Mary Anning (1799-1846) has been called "The Greatest Fossilist" in the world. She explored the cliffs of Lyme Regis in Dorset, England, where she collected fossils. She spent more than 30 years collecting and describing fossils found mostly in rocks of the Jurassic age. Anning discovered fossils that she later described as a plesiosaur, an early marine reptile. The discoveries of Anning and the French naturalist, Georges Cuvier, provided a better understanding of organic life in the Jurassic age.

If  Mary Anning is the "mother" of paleontology, Georges Cuvier is certainly the "father" of paleontology. Besides their love of fossil hunting, they shared the Christian Faith. Both made important discoveries and confronted opposition based on limited religious beliefs. Anning faced a challenge from Christians who believed that the earth is only about 6000 years old.
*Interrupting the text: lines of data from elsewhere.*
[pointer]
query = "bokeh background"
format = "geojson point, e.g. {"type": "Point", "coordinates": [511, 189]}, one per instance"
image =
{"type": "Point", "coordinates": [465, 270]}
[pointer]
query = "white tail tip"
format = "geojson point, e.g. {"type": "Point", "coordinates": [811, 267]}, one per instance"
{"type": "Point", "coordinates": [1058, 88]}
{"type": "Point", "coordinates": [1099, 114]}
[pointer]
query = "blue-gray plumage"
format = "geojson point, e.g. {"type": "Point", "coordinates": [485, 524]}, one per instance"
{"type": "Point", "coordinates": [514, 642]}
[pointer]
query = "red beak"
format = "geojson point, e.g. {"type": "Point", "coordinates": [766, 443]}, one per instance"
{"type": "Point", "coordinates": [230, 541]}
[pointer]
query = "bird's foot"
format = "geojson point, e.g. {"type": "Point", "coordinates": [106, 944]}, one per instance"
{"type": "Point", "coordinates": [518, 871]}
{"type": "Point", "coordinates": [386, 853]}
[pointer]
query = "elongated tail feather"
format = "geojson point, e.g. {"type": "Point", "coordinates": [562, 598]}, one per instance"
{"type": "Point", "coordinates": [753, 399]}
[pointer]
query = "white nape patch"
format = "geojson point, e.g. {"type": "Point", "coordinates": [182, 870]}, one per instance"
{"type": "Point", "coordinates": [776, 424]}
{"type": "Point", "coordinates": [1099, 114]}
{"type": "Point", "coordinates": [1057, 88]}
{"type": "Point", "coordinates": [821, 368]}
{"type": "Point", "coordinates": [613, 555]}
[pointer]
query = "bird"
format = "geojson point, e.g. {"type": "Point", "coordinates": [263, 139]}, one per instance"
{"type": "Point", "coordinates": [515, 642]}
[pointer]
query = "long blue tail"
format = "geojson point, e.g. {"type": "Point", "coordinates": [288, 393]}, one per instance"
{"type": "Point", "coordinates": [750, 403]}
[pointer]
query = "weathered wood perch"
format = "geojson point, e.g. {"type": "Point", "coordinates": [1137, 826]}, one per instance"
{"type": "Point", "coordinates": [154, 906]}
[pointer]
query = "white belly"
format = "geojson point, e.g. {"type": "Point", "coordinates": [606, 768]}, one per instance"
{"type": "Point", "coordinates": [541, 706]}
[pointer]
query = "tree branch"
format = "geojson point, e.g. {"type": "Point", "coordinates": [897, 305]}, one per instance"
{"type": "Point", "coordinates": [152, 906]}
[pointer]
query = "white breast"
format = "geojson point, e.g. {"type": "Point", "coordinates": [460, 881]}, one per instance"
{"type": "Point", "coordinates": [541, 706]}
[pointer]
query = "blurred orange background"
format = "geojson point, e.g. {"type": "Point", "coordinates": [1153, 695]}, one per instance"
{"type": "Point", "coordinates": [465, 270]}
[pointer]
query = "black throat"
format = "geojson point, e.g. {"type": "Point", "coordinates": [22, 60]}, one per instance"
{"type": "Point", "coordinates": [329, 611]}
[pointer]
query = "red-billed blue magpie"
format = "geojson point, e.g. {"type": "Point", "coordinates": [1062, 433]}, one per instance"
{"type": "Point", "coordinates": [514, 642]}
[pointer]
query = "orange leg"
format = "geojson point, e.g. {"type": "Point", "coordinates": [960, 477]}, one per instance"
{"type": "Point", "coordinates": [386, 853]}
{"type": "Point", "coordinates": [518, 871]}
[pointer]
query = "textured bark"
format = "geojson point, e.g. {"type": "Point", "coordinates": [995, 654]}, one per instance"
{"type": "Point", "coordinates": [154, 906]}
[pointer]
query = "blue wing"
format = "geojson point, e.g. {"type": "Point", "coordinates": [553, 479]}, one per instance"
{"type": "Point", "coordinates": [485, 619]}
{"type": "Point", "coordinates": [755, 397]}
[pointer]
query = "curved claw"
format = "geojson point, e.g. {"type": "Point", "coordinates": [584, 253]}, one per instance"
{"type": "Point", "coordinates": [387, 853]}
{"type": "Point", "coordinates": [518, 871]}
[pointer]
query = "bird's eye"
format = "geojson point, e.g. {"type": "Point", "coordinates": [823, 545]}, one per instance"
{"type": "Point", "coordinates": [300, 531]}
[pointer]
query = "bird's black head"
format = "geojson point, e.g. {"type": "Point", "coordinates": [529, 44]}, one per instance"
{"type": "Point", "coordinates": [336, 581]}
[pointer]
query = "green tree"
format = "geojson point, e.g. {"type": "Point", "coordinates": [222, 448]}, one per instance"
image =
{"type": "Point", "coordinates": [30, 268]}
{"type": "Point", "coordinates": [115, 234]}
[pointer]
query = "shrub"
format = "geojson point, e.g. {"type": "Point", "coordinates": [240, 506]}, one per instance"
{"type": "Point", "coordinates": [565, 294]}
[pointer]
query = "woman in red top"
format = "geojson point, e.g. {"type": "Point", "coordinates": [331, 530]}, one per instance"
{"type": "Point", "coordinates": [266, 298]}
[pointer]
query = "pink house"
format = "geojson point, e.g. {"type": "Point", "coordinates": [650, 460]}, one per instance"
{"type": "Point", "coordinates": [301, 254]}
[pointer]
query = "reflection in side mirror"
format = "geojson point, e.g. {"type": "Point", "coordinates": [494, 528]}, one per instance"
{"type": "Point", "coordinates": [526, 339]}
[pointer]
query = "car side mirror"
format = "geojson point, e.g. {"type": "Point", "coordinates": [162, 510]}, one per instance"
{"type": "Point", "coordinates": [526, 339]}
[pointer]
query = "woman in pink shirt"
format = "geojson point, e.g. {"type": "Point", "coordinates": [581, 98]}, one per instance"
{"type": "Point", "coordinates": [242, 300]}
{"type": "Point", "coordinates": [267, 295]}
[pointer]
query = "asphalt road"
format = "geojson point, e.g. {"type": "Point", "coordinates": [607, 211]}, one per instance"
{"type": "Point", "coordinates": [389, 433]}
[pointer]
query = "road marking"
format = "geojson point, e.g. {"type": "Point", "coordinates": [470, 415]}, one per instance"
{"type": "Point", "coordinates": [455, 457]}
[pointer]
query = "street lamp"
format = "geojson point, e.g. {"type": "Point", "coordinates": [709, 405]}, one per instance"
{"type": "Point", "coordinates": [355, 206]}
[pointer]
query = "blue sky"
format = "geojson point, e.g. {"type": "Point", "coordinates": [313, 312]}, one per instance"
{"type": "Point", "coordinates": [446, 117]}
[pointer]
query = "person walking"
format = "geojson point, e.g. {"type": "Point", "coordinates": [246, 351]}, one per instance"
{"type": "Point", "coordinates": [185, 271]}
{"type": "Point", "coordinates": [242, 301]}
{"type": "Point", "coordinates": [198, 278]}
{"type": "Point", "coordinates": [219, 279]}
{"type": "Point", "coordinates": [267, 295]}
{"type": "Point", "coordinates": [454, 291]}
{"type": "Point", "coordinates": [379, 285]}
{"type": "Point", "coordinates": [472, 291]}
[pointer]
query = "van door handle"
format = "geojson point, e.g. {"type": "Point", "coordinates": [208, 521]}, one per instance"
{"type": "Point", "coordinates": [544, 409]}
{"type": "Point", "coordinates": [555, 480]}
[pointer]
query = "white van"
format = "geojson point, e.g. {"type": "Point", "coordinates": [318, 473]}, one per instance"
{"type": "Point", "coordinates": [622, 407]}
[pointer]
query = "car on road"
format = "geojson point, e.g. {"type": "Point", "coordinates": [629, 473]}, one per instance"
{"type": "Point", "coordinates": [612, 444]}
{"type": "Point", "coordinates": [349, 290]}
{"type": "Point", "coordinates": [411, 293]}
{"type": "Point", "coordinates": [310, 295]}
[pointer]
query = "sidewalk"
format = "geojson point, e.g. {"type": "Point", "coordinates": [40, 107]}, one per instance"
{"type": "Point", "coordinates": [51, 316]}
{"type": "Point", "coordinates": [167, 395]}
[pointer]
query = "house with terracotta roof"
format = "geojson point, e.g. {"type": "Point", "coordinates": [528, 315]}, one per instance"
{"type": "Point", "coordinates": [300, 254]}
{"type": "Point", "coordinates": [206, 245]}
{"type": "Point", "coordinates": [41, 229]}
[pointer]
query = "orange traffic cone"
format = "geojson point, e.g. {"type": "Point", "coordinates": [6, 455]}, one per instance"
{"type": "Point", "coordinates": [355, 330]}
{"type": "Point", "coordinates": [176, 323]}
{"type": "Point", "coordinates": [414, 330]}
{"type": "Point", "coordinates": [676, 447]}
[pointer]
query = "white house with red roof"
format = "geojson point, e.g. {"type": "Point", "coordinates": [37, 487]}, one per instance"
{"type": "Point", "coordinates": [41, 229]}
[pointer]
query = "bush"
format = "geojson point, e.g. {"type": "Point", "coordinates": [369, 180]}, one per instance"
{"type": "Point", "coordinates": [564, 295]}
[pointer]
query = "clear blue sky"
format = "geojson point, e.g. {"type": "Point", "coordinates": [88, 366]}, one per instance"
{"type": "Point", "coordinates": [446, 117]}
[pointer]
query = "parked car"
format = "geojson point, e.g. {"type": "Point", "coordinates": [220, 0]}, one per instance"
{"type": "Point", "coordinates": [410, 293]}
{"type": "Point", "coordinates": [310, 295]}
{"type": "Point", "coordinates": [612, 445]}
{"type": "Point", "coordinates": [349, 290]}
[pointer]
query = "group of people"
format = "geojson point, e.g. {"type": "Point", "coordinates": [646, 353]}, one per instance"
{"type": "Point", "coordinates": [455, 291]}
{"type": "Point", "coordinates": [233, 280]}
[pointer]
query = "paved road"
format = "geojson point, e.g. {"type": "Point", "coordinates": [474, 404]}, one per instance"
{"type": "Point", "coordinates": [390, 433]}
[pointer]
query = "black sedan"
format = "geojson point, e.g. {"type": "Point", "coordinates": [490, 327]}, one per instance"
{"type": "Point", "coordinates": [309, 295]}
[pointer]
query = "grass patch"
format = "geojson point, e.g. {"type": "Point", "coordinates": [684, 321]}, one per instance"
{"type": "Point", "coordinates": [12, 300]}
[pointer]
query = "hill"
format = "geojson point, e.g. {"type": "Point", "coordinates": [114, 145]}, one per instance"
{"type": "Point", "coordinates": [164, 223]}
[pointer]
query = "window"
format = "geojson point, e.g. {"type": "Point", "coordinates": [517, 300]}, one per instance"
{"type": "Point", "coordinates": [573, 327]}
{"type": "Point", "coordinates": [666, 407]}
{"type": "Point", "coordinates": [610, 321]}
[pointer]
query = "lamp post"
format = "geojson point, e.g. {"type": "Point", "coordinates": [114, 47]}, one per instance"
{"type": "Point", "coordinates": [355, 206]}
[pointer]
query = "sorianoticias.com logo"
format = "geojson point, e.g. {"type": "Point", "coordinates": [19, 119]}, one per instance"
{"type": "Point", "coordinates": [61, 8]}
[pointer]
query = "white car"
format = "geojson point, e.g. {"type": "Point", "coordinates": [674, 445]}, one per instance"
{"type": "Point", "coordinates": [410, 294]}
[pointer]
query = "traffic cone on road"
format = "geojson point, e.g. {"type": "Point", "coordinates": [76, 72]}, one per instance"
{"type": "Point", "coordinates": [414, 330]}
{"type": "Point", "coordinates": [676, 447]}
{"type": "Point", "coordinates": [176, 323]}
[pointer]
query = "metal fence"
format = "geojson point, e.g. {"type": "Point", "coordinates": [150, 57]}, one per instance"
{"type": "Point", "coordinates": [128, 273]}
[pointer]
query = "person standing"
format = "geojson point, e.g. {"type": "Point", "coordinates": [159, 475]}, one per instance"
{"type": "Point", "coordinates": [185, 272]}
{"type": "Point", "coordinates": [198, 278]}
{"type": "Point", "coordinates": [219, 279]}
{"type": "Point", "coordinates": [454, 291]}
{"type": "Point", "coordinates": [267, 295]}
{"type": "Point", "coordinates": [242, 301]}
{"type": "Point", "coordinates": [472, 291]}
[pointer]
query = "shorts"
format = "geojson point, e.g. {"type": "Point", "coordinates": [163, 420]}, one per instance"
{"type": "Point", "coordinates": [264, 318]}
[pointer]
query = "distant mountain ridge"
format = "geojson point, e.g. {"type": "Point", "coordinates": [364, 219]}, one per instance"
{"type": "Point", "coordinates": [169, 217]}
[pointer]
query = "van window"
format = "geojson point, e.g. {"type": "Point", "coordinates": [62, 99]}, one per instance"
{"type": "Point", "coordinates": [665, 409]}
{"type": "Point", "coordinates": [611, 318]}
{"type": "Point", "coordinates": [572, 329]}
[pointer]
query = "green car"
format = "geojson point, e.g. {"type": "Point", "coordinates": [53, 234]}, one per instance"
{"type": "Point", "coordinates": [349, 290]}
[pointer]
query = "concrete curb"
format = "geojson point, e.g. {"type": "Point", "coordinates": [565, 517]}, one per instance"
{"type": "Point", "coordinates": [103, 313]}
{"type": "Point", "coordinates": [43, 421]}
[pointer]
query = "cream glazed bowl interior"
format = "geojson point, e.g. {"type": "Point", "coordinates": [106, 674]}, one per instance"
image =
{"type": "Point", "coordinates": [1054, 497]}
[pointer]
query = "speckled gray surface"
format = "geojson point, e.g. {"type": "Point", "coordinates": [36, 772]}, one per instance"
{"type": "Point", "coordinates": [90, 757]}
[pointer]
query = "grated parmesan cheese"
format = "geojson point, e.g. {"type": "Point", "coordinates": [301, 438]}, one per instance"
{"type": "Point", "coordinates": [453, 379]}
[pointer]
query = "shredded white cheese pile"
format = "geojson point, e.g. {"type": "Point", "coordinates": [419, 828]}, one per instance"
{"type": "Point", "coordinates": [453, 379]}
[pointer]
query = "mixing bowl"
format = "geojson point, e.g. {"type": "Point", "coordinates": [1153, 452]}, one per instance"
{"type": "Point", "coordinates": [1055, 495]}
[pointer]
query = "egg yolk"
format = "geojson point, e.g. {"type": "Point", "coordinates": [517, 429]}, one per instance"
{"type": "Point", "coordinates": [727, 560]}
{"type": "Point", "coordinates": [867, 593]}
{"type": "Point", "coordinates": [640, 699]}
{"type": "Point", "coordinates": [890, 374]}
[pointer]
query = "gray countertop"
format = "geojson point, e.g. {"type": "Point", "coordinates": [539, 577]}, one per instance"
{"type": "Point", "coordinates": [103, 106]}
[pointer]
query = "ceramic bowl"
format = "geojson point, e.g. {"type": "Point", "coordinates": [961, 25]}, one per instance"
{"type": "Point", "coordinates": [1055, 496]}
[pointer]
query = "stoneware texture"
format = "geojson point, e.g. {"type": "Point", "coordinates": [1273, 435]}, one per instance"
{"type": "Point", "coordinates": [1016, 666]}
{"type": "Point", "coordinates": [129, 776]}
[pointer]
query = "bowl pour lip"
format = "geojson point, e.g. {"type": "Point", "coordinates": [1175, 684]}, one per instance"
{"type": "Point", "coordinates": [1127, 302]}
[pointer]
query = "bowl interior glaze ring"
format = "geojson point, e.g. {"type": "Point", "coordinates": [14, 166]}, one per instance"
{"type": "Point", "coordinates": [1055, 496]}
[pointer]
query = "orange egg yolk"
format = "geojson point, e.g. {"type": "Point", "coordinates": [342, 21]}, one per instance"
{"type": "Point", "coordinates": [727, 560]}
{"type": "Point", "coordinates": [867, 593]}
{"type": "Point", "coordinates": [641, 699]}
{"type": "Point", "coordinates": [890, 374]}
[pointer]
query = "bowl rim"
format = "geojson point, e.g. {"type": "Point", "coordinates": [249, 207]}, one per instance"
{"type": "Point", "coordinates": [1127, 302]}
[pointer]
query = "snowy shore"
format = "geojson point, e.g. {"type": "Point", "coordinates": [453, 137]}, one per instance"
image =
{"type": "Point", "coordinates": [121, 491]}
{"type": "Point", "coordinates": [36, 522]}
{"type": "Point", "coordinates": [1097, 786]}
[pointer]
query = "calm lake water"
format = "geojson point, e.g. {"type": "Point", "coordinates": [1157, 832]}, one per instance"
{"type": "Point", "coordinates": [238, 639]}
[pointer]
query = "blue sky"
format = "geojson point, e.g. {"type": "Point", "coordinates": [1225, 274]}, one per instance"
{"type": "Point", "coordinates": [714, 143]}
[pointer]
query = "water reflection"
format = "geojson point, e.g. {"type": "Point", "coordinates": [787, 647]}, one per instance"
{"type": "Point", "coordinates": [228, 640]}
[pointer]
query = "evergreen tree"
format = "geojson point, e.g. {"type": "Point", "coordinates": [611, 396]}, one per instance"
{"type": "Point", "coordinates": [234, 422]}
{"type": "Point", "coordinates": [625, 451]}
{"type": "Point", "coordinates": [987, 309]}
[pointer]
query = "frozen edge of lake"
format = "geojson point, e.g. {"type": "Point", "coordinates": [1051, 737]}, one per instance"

She considered that many of the fossils she found were older than 10,000 years. Anning’s work helped to change the way people thought about prehistoric life on Earth.

Georges Cuvier proposed that there had been an "age of reptiles" before the time of mammals. This idea of earth’s organic life changing over time presented a challenge to the Young Earth Creationism of the churches in Cuvier’s time. Cuvier was a Lutheran who regarded his faith as a private matter. He supervised government educational programs for Protestants in France and was instrumental in founding the Parisian Biblical Society in 1818. From 1822 until his death in 1832, Cuvier was Grand Master of the Protestant Faculties of Theology of the French University in Paris.

Cuvier served in Napoleon's government and served under three successive Kings of France. He was knighted and made a Baron and a Peer of France. He was respected for his devotion to science. His contribution to understanding vertebrate and invertebrate zoology and paleontology is significant.




Cuvier is credited with demonstrating the reality of extinction over time. However, he did not believe extinction confirmed Darwin's evolutionary theory. Instead, he believed that all species were created around the same time in the past and that some species became extinct due to natural causes such as environmental catastrophes.